Afastada da unidade da Receita Federal de Santo André desde julho, quando veio à tona o escândalo da violação do sigilo fiscal de tucanos, a servidora Addeilda dos Santos, 45 anos - lotada em Mauá - revelou que vem sendo obrigada a assinar o livro-ponto como se estivesse atuando no posto fiscal.
"Eles levaram a folha na minha casa, em Mauá, para eu assinar como se estivesse trabalhando normalmente. E também não era preenchida diariamente. A gente sempre assinava tudo no fim do mês", revelou, alegando não saber as razões de preencher o livro, mesmo estando afastada.
A servidora afirmou que não recebeu comunicado oficial para o afastamento do trabalho. "Falaram para me afastar e pronto. Meu chefe mandou. O corregedor da Receita também falou que eu tinha de estar à disposição."
Ela achou estranho o fato de a então chefe da unidade de Mauá, Antônia Rodrigues dos Santos, também acusada de envolvimento no vazamento das informações sigilosas, diminuir seu horário de trabalho, sem dar explicação convincente. "Eu deveria trabalhar das 8h30 às 17h30, mas a Antônia falou para que ficar das 8h até as 13h. Eu perguntei o motivo e ela falou que era para eu cuidar de minhas filhas."
Addeilda disse que costumeiramente o computador estava ligado, quando chegava para trabalhar. "Só estava o meu. Uma vez eu questionei e ninguém respondeu. Falei isso para o corregedor e ele falou que era normal."
Foi do computador de Addeilda, com uma senha master de Antônia - necessária para ter acesso às informações de contribuintes -, que foram violados os dados de pessoas ligadas ao presidenciável tucano José Serra. "A Antônia deixava as senhas todas anotadas em um risque-rabisque. Então, qualquer um que fosse à sala dela poderia pegar a senha e acessar os dados no computador."

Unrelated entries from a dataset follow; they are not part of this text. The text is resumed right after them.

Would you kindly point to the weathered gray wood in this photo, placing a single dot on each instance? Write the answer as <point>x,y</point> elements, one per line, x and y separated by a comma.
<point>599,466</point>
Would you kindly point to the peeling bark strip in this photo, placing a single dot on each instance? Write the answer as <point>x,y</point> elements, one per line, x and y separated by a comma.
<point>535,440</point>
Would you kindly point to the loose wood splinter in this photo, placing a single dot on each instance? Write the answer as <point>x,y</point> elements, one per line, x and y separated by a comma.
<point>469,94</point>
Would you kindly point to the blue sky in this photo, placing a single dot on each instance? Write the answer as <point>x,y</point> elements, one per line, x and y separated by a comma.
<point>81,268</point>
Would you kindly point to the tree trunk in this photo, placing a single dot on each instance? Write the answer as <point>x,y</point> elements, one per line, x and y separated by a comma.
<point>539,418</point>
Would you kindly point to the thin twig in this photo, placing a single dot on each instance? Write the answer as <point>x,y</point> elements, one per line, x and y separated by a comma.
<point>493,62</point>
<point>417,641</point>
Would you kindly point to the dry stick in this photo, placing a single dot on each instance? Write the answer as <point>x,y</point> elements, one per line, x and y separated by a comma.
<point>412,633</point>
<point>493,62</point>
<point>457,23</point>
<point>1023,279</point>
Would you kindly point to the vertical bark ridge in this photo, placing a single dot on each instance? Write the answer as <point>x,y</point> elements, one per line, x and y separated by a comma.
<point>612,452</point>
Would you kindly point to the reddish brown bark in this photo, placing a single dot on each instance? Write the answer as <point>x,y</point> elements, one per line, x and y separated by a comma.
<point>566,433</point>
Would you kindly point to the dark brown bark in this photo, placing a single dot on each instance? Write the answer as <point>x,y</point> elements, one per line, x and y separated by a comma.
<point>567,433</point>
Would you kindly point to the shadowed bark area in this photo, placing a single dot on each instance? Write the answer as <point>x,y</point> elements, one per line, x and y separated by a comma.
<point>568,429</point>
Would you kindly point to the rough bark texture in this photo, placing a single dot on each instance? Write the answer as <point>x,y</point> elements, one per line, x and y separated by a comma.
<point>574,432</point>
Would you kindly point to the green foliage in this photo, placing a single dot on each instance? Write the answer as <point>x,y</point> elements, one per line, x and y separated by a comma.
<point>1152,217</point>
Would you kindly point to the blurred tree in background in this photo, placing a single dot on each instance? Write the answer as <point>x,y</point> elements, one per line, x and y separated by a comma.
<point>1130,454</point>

Casamento - A servidora assegurou não saber se foi ela mesma que imprimiu os dados. O único acesso que ela garante que não fez foi o do vice-presidente nacional do PSDB, Eduardo Jorge, no dia 8 de outubro de 2009. "Nesse dia eu saí antes das 12h porque fui almoçar com meu marido para comemorar nosso aniversário de casamento." As impressões do Imposto de Renda ocorreram após esse horário. Apesar de não ser sua função imprimir dados fiscais, disse que não questionou os pedidos de Antônia. "Se um chefe manda, você não vai fazer?"
Não confiável - Addeilda admitiu que o sistema da Receita Federal é vulnerável. "Realmente, não dá para confiar na Receita Federal. Nem um pouquinho."
Ainda assim, argumentou não acreditar na existência de um balcão de negócios nas unidades de Mauá e Santo André. "Que eu saiba, não existe. Nunca ouvi nada sobre isso." Ela afirmou não saber o motivo de os acessos terem ocorrido no Grande ABC. "Não sei se tem a ver com política. Aliás, nem gosto disso. Quando alguém discute política, eu saio de perto."
A servidora afastada da Receita afirmou que sabe pouco sobre Dilma Rousseff (PT) e José Serra (PSDB). "Vejo alguma coisa na televisão. Mas não acredito em ninguém, Não vou votar em nenhum deles."